For most in your age group there are too many unknowns to work out a detailed plan at this point, but one of the best things you can do for yourself is develop a regular saving program. It sounds like that is what you are doing. Good for you.
401K contributions are an excellent program especially for retirement savings, and the fact that they automatically make payroll deductions makes it easy and convenient.
Roth 401K is an excellent program. Yes, the employers match portion pays the best returns. The match is free money. But maxing the plan is excellent too. It depends a bit on your income tax bracket. At 31 you are probably in lower brackets now than you will be later. Hence, Roth is a good plan. If you are in high tax brackets, pre-tax contributions to 401K can be better--assuming your income tax rate will be lower in retirement.
Mutual funds are usually evaluated by comparing their rate of return with that of other similar funds. Morningstar is an excellent service for that comparison. Look for funds that are rated 3 stars or better. Highest rating is not necessarily best as many do not repeat in the top ratings. But low ratings are a problem.
You also want to look at fees you pay. Loads, expense ratio, 12b-1 fees. Look for funds from a well known company that consistently outperform and have low expenses to you.
The volatility of the stock market make comparisons just now difficult. But keep at it and you will get the picture on which ones are best.
If you plan to invest in stocks, a self directed IRA at a discount broker is the way to do that. But how do you select the stocks? If you have the time to keep up with stocks, that can be fine, but most working people with busy schedules find mutual funds a better choice. Those can be owned through a brokerage account, but most begin at a mutual fund company where annual expenses are low.
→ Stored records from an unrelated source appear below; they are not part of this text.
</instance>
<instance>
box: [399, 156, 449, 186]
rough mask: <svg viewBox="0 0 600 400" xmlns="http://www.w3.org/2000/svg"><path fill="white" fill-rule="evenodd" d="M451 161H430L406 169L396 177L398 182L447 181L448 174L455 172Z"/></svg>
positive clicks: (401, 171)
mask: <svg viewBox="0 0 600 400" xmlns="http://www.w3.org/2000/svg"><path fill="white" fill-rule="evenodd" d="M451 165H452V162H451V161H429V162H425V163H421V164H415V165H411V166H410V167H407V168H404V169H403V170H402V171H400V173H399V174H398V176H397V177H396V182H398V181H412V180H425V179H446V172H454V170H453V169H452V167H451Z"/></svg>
Discount brokers usually charge $8 or so per trade. For 2% expenses, that makes your minimum investment about $400, but more is better. Reinvesting dividends in brokerage accounts can be costly. But if you make regular contributions, holding dividends in a money market fund and then combining those funds with your next investment can work.
Your investment adviser at a full service broker can be costly. If you rely on your adviser's advice, it could be worth it, but keep an eye on things. Brokers tend to put you into expensive investments that help pay their bills. Other ways cost less, but then you must spend more time making decisions on your own.
Above all, keep doing what you are doing. Monitor the performance of your investments. Learn to weed out the underachievers and do more of what works for you. And remember to pay yourself first. As you get raises and promotions and bonuses etc, make sure some of those go into your savings. Pay yourself first. Maxing your 401K is a good way to begin, but gradually increasing your saving rate gives you more options: to retire early, to fund a downpayment on a home, to fund education of your children, etc, or simply to enjoy some of the finer things in life.